Ben reicht mir ein Taschentuch, welches ich dankbar annehme. Ich reibe mir damit übers Gesicht und verspüre plötzlich eine Art Ruhe in mir. Das erste Mal seit ich Auden hier tot auf dem Boden liegen sah, habe ich das Gefühl, endlich wieder atmen zu können. Endlich spüre ich, wie meine Lungen sich mit Luft füllen und sie diese wieder entlassen.
„Danke für alles, Auden. Ich werde dich nie vergessen", murmle ich verspätet.

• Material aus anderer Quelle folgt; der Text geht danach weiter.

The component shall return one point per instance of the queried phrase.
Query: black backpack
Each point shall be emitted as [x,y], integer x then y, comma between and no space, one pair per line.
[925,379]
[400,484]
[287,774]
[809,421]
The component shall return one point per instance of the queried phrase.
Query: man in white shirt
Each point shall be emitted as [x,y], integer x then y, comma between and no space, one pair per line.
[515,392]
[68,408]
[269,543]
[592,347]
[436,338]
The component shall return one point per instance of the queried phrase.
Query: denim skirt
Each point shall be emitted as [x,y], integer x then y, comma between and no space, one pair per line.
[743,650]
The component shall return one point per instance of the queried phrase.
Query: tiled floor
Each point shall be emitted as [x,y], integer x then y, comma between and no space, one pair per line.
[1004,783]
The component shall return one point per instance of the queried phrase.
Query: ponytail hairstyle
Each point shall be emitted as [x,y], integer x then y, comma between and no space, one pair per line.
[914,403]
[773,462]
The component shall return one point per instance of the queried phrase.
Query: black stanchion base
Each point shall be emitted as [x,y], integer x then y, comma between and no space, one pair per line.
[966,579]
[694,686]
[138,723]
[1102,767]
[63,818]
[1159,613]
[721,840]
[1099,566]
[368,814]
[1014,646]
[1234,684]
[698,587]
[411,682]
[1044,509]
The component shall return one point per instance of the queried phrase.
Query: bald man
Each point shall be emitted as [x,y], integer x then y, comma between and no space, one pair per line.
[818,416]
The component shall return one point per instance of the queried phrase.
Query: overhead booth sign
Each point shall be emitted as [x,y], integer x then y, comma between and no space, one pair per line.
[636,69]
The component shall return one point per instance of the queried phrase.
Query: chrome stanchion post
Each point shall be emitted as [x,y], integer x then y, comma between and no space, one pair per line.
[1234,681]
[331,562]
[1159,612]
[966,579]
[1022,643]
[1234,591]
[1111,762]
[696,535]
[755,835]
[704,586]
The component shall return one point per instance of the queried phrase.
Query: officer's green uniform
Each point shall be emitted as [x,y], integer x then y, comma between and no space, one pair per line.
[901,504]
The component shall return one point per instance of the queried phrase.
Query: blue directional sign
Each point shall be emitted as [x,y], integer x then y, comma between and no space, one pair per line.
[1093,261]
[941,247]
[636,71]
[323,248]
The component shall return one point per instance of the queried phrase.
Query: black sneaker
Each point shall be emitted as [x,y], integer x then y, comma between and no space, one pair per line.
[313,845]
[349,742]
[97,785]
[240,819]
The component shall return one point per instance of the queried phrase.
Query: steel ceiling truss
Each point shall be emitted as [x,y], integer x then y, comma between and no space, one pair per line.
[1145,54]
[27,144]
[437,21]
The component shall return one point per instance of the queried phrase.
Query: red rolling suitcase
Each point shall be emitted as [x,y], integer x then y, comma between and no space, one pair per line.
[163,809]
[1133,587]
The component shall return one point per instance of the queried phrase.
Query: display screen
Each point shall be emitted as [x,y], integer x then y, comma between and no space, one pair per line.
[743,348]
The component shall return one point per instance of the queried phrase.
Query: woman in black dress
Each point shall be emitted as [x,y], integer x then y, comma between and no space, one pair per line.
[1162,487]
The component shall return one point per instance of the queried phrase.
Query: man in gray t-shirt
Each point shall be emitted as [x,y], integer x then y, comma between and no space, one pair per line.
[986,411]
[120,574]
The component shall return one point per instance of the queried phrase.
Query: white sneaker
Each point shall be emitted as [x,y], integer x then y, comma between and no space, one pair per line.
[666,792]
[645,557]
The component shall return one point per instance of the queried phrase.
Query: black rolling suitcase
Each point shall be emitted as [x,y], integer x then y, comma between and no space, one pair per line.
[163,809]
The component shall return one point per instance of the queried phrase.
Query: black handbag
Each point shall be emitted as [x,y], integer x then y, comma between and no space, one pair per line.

Unsere Laternen sind kaum noch zu sehen, trotzdem schauen wir alle noch nach oben. Ausnahmweise stört mich der Sonnenschein heute nicht. Im Gegenteil. Er gibt mir fast schon das Gefühl, als könnte alles wieder in Ordnung kommen, wenn ich daran arbeite, was ich auf jeden Fall vorhabe.
63 Tage. Vielleicht schaffe ich es irgendwann, die Tage in meinem Kalender durchzustreichen, ohne die vergangen Tage mitzuzählen. Aber bis dahin, bin ich froh, meine Familie und meine Freunde an meiner Seite zu haben.
JJ dreht sich zu mir. „Cassie?"
Ich senke meinen Blick und sehe ihm in die Augen. „Ja?"
„Wir kriegen das hin."
Ich kann nicht anders, als zu lächeln, auch wenn mich ein Stich durchfährt. Genau das hat Auden auch immer gesagt. „Ich weiß." Und irgendwie glaube ich auch daran.